そして、ハウジングロータ8の内部空間とベーンロータ7とにより、作動油の供給及び排出が行われる進角室AC及び遅角室RCが画定されている。
【0026】
ここでは、バルブタイミング変更装置Mが吸気側のカムシャフトCSに適用される場合、第1油路5が進角室ACに接続され、第2油路6が遅角室RCに接続される。
一方、バルブタイミング変更装置Mが排気側のカムシャフトCSに適用される場合、第1油路5が遅角室RCに接続され、第2油路6が進角室ACに接続される。
【0027】
電磁切換弁V1は、
図2及び
図3に示すように、スリーブ10、スプール20、付勢バネ30、シール部材40,50、伝達部材60、電磁アクチュエータAを備えている。
電磁アクチュエータAは、
図4、
図7、
図8に示すように、プランジャ70、ガイドスリーブ80、ステータ90、シール部材100、ブラケット110、インナーヨーク120、モールドユニット130、シール部材140、アウターヨーク150を備えている。
【0028】
スリーブ10は、アルミニウム等の金属材料により軸線Sを中心とする円筒状に形成され、
図2、
図3、
図7に示すように、外周面11、シール溝11a、供給ポート11b、排出ポート11c,11d、第1ポート11e、第2ポート11f、連通路11g,11h,11i、内周面12、内周面13、受け部14、フランジ部15を備えている。
【0029】
外周面11は、軸線Sを中心とする円筒面として形成され、エンジン本体EBの嵌合孔Hに嵌合される。
シール溝11aは、シール部材40を嵌め込むべく、外周面11において環状溝として形成されている。
供給ポート11bは、供給油路3と連通する。排出ポート11c,11dは、排出油路4と連通する。第1ポート11eは、第1油路5と連通する。第2ポート11fは、第2油路6と連通する。
連通路11gは、スリーブ10の端部に形成されて、付勢バネ30が配置される空間を排出油路4に連通させる。
連通路11hは、スリーブ10の端部寄りにおいて径方向に開口し、付勢バネ30が配置される空間を排出油路4に連通させる。
連通路11iは、スリーブ10の内周面13の領域において、伝達部材60が配置される内部空間SSを排出油路4に連通させる。
【0030】
内周面12は、軸線Sを中心とする円筒面として形成され、スプール20の外周面21を密接させて摺動自在にガイドする。
内周面13は、軸線Sを中心とし、内周面12よりも大きい内径でかつフランジ部15に向けて末拡がる円錐状の面として形成され、伝達部材60が配置された状態で伝達部材60の周りに内部空間SSが確保されるように形成されている。
受け部14は、スプール20の第1端部26を受け止めてスプール20を最大前進位置に停止させる役割をなすと共に、付勢バネ30の一端部を受け止める役割をなす。

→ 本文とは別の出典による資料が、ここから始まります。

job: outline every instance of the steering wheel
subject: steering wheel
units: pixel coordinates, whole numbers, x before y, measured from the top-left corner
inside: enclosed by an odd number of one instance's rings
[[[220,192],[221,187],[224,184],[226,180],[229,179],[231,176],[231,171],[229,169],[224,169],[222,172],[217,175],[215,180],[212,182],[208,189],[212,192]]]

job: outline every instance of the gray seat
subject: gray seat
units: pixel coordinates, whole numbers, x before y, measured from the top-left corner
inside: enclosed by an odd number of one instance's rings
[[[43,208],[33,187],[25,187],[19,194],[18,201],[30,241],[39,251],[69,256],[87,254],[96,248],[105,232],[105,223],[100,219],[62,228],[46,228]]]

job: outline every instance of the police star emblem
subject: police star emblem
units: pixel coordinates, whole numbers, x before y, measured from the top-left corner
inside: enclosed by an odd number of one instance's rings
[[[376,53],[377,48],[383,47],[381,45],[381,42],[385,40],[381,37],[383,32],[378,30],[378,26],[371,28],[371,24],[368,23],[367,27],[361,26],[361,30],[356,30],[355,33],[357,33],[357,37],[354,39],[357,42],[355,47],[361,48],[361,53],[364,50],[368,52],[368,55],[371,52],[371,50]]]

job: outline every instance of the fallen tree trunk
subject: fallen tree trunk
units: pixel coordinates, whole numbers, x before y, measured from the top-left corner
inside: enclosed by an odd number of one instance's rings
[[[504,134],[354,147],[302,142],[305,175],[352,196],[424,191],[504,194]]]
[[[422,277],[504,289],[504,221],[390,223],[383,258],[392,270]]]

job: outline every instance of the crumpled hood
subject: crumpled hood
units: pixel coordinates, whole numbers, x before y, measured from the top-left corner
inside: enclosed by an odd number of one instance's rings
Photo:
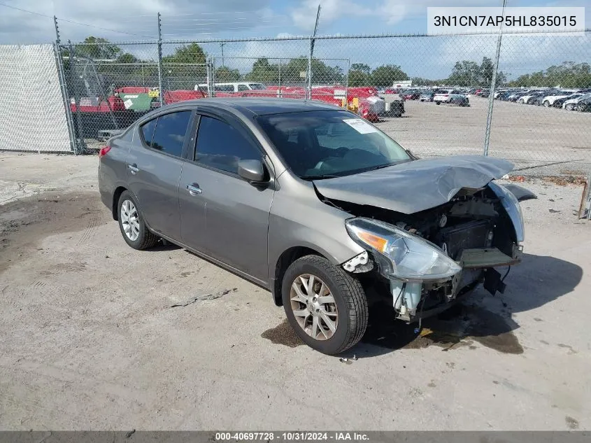
[[[483,188],[513,168],[512,163],[498,158],[457,155],[313,183],[329,199],[410,214],[449,202],[462,188]]]

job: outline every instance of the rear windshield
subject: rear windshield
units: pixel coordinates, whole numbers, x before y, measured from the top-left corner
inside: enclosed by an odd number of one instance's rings
[[[262,115],[257,121],[287,166],[304,179],[351,175],[411,160],[396,141],[345,111]]]

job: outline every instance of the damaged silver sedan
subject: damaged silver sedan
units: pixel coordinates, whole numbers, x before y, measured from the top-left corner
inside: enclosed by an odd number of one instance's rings
[[[334,354],[368,305],[421,319],[518,263],[508,162],[418,160],[375,126],[313,101],[215,99],[150,113],[101,150],[99,189],[124,239],[164,240],[271,290],[296,333]],[[505,274],[506,276],[506,273]]]

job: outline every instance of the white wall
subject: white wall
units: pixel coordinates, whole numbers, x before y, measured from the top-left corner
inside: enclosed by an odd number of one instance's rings
[[[0,150],[71,151],[52,45],[0,45]]]

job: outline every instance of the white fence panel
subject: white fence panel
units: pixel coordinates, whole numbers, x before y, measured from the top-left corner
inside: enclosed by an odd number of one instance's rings
[[[0,45],[0,150],[71,152],[52,45]]]

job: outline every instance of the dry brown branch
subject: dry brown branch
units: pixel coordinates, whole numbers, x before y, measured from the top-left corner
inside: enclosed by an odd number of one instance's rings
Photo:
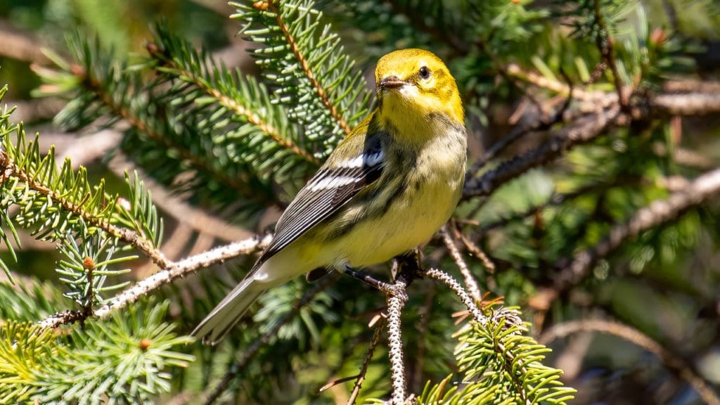
[[[720,398],[701,377],[682,358],[676,356],[640,331],[619,322],[602,319],[571,321],[549,329],[538,339],[538,342],[548,344],[554,340],[580,331],[596,331],[619,337],[645,349],[657,356],[666,367],[677,373],[688,382],[706,404],[720,405]]]
[[[408,280],[404,272],[400,272],[394,287],[400,293],[387,295],[387,346],[390,359],[390,374],[392,379],[392,405],[402,405],[407,398],[407,381],[405,363],[402,360],[402,329],[400,318],[402,308],[408,302],[405,288]]]
[[[365,375],[367,374],[367,368],[370,365],[370,360],[372,360],[372,356],[375,352],[375,347],[380,342],[380,333],[382,332],[383,326],[382,322],[375,325],[375,332],[372,334],[372,340],[370,341],[370,346],[367,348],[367,353],[365,354],[362,366],[360,367],[360,373],[358,374],[355,385],[353,386],[353,391],[350,393],[350,398],[348,399],[348,405],[355,404],[358,394],[360,393],[360,388],[362,388],[362,383],[365,380]]]
[[[104,318],[114,311],[125,308],[147,295],[151,291],[160,288],[178,277],[184,277],[199,269],[264,249],[270,243],[271,239],[271,236],[266,236],[264,238],[253,237],[220,246],[179,262],[168,261],[169,264],[166,268],[125,289],[112,298],[110,302],[95,310],[94,314],[99,318]],[[40,326],[40,330],[44,330],[47,328],[55,328],[60,325],[78,320],[81,319],[77,317],[77,314],[73,313],[73,311],[64,311],[40,321],[37,322],[37,325]]]
[[[480,177],[467,180],[464,197],[489,195],[501,184],[528,169],[557,158],[574,146],[593,141],[608,127],[618,123],[620,117],[619,110],[615,107],[578,119],[539,148],[505,161]]]
[[[613,227],[608,236],[598,244],[575,255],[570,264],[556,263],[556,267],[562,270],[553,277],[552,289],[559,292],[576,284],[598,259],[609,254],[625,241],[643,231],[675,219],[719,192],[720,169],[716,169],[693,180],[684,190],[673,193],[667,200],[655,201],[642,208],[629,221]]]

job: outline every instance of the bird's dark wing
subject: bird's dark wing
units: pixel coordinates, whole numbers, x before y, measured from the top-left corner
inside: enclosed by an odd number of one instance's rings
[[[338,148],[343,146],[341,144]],[[272,242],[253,270],[336,213],[380,177],[385,162],[380,137],[368,137],[365,144],[360,144],[358,148],[362,153],[354,153],[354,159],[325,164],[300,190],[280,217]]]

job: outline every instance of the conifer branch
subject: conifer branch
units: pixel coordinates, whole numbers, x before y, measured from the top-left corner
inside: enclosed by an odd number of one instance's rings
[[[590,142],[621,117],[619,109],[611,107],[590,114],[560,130],[557,135],[536,149],[502,163],[480,177],[465,182],[464,197],[489,195],[501,184],[544,164],[577,145]]]
[[[610,36],[610,31],[605,22],[603,17],[603,10],[600,0],[593,0],[595,8],[595,24],[598,26],[598,33],[595,35],[595,43],[600,50],[603,59],[613,72],[613,81],[615,83],[615,91],[618,93],[618,99],[620,102],[620,109],[624,112],[630,112],[630,105],[628,102],[628,97],[625,92],[623,85],[622,78],[620,77],[620,71],[618,70],[617,61],[615,60],[615,50],[613,46],[614,40]]]
[[[139,281],[112,298],[107,303],[96,309],[94,315],[100,319],[109,316],[117,310],[137,302],[140,298],[148,295],[151,292],[179,277],[185,277],[200,269],[264,249],[271,239],[272,237],[269,235],[263,238],[253,237],[217,247],[179,262],[174,262],[168,260],[167,266],[161,267],[162,270],[159,272]],[[66,323],[84,319],[88,315],[84,313],[83,316],[75,313],[60,313],[42,319],[37,324],[40,326],[41,330],[44,330],[48,328],[55,328]]]
[[[277,0],[266,0],[266,4],[268,9],[269,9],[275,15],[275,21],[277,22],[278,27],[282,32],[282,35],[285,37],[285,40],[287,42],[288,45],[290,45],[290,50],[292,51],[292,54],[295,56],[297,60],[298,63],[302,68],[302,71],[305,72],[305,76],[307,77],[307,80],[310,81],[313,89],[315,89],[315,92],[318,94],[318,97],[320,98],[323,103],[323,105],[328,109],[330,112],[330,115],[338,122],[343,130],[345,131],[346,134],[350,133],[352,128],[348,125],[348,123],[345,120],[342,115],[338,112],[337,107],[330,102],[328,97],[330,94],[329,89],[325,89],[320,85],[320,82],[315,77],[315,74],[313,73],[312,70],[310,68],[310,64],[307,63],[307,59],[305,55],[300,52],[300,49],[297,45],[297,40],[292,35],[290,32],[290,30],[288,28],[287,25],[282,18],[282,14],[280,13],[280,10],[278,9],[277,4],[276,4]],[[263,1],[258,1],[258,3],[263,3]],[[263,6],[258,5],[258,6]]]
[[[597,261],[606,257],[624,242],[665,222],[672,221],[683,212],[697,206],[720,192],[720,169],[698,177],[684,190],[672,193],[667,200],[654,201],[640,209],[627,222],[616,225],[608,236],[591,248],[577,254],[569,264],[563,260],[556,263],[562,269],[553,277],[552,296],[577,284],[592,269]]]
[[[268,241],[268,243],[269,243],[269,241]],[[283,325],[285,325],[294,319],[300,313],[300,309],[312,302],[312,300],[315,299],[318,294],[329,287],[330,285],[334,281],[335,279],[331,277],[325,277],[323,278],[318,281],[310,290],[305,293],[305,294],[303,295],[300,299],[293,303],[292,309],[280,318],[280,319],[276,321],[272,327],[264,333],[259,338],[253,342],[252,344],[247,347],[242,358],[233,362],[233,365],[228,369],[228,371],[225,373],[225,375],[222,376],[222,379],[220,382],[205,397],[205,400],[203,402],[204,405],[210,405],[211,404],[214,404],[217,401],[217,399],[220,399],[220,396],[222,395],[222,393],[227,391],[230,387],[230,383],[237,378],[238,376],[245,370],[253,357],[257,355],[260,349],[269,343],[270,340],[273,337],[275,337],[277,331],[280,330],[280,328],[282,327]]]
[[[387,295],[387,342],[390,359],[390,374],[392,380],[392,405],[403,405],[407,398],[405,363],[402,360],[402,308],[408,302],[405,288],[408,280],[401,271],[393,287],[397,293]]]
[[[452,236],[450,236],[450,232],[448,231],[447,225],[444,226],[442,228],[441,228],[440,235],[443,238],[443,242],[444,242],[445,246],[448,248],[448,252],[450,252],[450,256],[452,257],[453,260],[455,261],[455,264],[457,264],[458,269],[460,270],[460,273],[462,275],[462,277],[465,280],[465,285],[467,286],[470,296],[472,297],[472,299],[474,300],[475,302],[479,303],[482,301],[482,294],[480,293],[480,287],[477,286],[477,282],[475,281],[475,278],[472,276],[470,269],[467,267],[467,263],[466,263],[464,259],[462,258],[462,254],[460,253],[460,250],[455,244],[455,241],[454,241]]]
[[[54,164],[54,162],[53,162]],[[27,184],[32,190],[47,197],[56,205],[62,207],[66,211],[71,213],[77,218],[82,218],[87,223],[99,228],[113,237],[132,245],[143,254],[150,258],[161,267],[167,266],[168,259],[161,252],[155,247],[153,244],[137,232],[130,229],[117,226],[109,223],[106,218],[99,218],[91,212],[84,209],[84,201],[80,203],[73,202],[63,195],[58,194],[48,185],[36,180],[23,169],[15,165],[7,153],[0,151],[0,172],[4,173],[4,177],[16,177],[19,181]]]
[[[184,44],[173,43],[178,43],[179,41],[175,38],[171,37],[170,35],[166,32],[166,28],[164,27],[158,27],[158,30],[159,31],[158,40],[161,43],[160,45],[163,46],[184,46]],[[204,94],[210,95],[217,100],[220,105],[233,112],[236,116],[244,117],[248,123],[256,126],[261,131],[270,136],[278,146],[292,151],[313,166],[320,166],[321,162],[316,157],[297,145],[289,137],[284,136],[281,133],[279,128],[274,126],[271,123],[269,122],[266,116],[261,116],[256,111],[253,111],[253,107],[251,105],[244,105],[237,97],[233,97],[228,94],[227,92],[223,92],[225,86],[218,86],[218,84],[215,82],[219,78],[203,77],[203,72],[192,69],[187,64],[184,64],[183,62],[185,61],[184,59],[181,59],[181,58],[184,56],[183,51],[187,52],[187,50],[167,49],[165,50],[168,53],[168,55],[165,55],[160,51],[158,45],[154,43],[148,44],[146,48],[151,56],[159,59],[162,62],[163,66],[159,68],[162,71],[192,83],[196,87],[204,92]],[[204,54],[196,55],[191,53],[191,55],[192,56],[191,60],[194,63],[197,63],[199,61],[197,60],[199,59],[201,61],[203,58],[207,59],[207,57]],[[172,58],[174,57],[177,59]],[[207,60],[202,61],[206,63],[208,63]],[[215,75],[225,74],[225,72],[217,69],[217,66],[214,66],[214,68]],[[206,73],[209,74],[209,72]],[[238,79],[242,80],[243,79],[238,76]],[[245,80],[252,80],[252,78],[246,78]],[[248,104],[250,104],[251,103],[248,103]],[[267,112],[265,114],[266,115]]]
[[[88,85],[88,89],[94,93],[99,102],[109,108],[110,110],[118,117],[120,117],[127,121],[128,124],[137,129],[138,131],[144,133],[149,138],[164,145],[170,150],[177,152],[184,160],[189,163],[193,167],[199,170],[212,173],[214,177],[230,185],[233,189],[238,190],[246,190],[249,177],[246,174],[241,172],[238,174],[239,178],[231,178],[228,176],[226,172],[215,170],[215,168],[210,164],[208,159],[197,156],[187,148],[184,148],[177,143],[173,142],[171,139],[164,136],[159,132],[154,130],[153,128],[150,128],[150,125],[140,119],[140,117],[134,114],[130,109],[116,102],[113,99],[112,95],[104,91],[97,79],[89,76],[88,74],[84,71],[84,69],[80,66],[77,66],[74,71],[78,79],[80,79],[83,83]]]
[[[720,397],[714,392],[708,383],[696,374],[690,365],[652,339],[638,329],[614,321],[603,319],[580,319],[570,321],[554,325],[542,333],[538,342],[542,344],[549,344],[554,340],[565,337],[577,332],[595,331],[617,336],[631,342],[655,355],[665,367],[673,370],[685,380],[703,401],[711,405],[720,405]]]

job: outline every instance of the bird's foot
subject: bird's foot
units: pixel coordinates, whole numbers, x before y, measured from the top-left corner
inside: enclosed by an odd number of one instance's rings
[[[371,276],[370,275],[356,270],[355,269],[346,266],[343,271],[345,274],[362,281],[363,282],[373,287],[378,291],[385,294],[397,297],[404,301],[408,301],[408,294],[405,292],[405,288],[400,288],[395,284],[385,282]]]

フランジ部15は、ステータ90に接合されると共にアウターヨーク150の端部がカシメ処理されて、電磁アクチュエータAと連結固定される。また、フランジ部15には、ステータ90と協働してシール部材50を挟み込むように収容する環状凹部15aが設けられている。
【0031】
スプール20は、
図2、
図3、
図7に示すように、軸線S方向に伸長するように形成され、外周面21、第1弁部22、第2弁部23、凹部24、受け部25、第1端部26、第2端部27を備えている。
外周面21は、スリーブ10の内周面12を摺動するべく、軸線Sを中心とする円筒状に形成され、内周面12の内径と略同径又は僅かに小さい外径をなす。
第1弁部22は、軸線S方向において第1ポート11eの開口幅よりも広い外周面21を画定するように形成され、軸線S方向に移動することにより、スリーブ10の第1ポート11eを開閉する。
第2弁部23は、軸線S方向において第2ポート11fの開口幅よりも広い外周面21を画定するように形成され、軸線S方向に移動することにより、スリーブ10の第2ポート11fを開閉する。
凹部24は、第1端部26の側において、付勢バネ30を伸縮自在に収容するように形成されている。
受け部25は、凹部24に収容された付勢バネ30の他端部を受けるべく、凹部24の底壁として形成されている。
第1端部26は、環状端面として形成され、スリーブ10の受け部14に対して離脱可能に当接する。
第2端部27は、軸線S方向において伝達部材60の環状当接部62dと当接するべく、軸線Sを中心とする円環状でかつ凸状湾曲面として形成されている。
【0032】
付勢バネ30は、圧縮型のコイルバネであり、一端部がスリーブ10の受け部14に当接し、他端部がスプール20の受け部25に当接するように組み付けられている。
そして、付勢バネ30は、休止状態にあるとき、
図7に示すように、プランジャ70を休止位置まで後退させ、第1弁部22が第1ポート11eと供給ポート11bとの連通を遮断すると共に第1ポート11eと排出ポート11cを連通させ、第2弁部23が第2ポート11fと供給ポート11bを連通させると共に第2ポート11fと排出ポート11dとの連通を遮断する位置にスプール20を停止させる付勢力を及ぼす。
【0033】
シール部材40は、ゴム製のOリングであり、スリーブ10のシール溝11aに嵌め込まれて、エンジン本体EBとスリーブ10の間をシールする。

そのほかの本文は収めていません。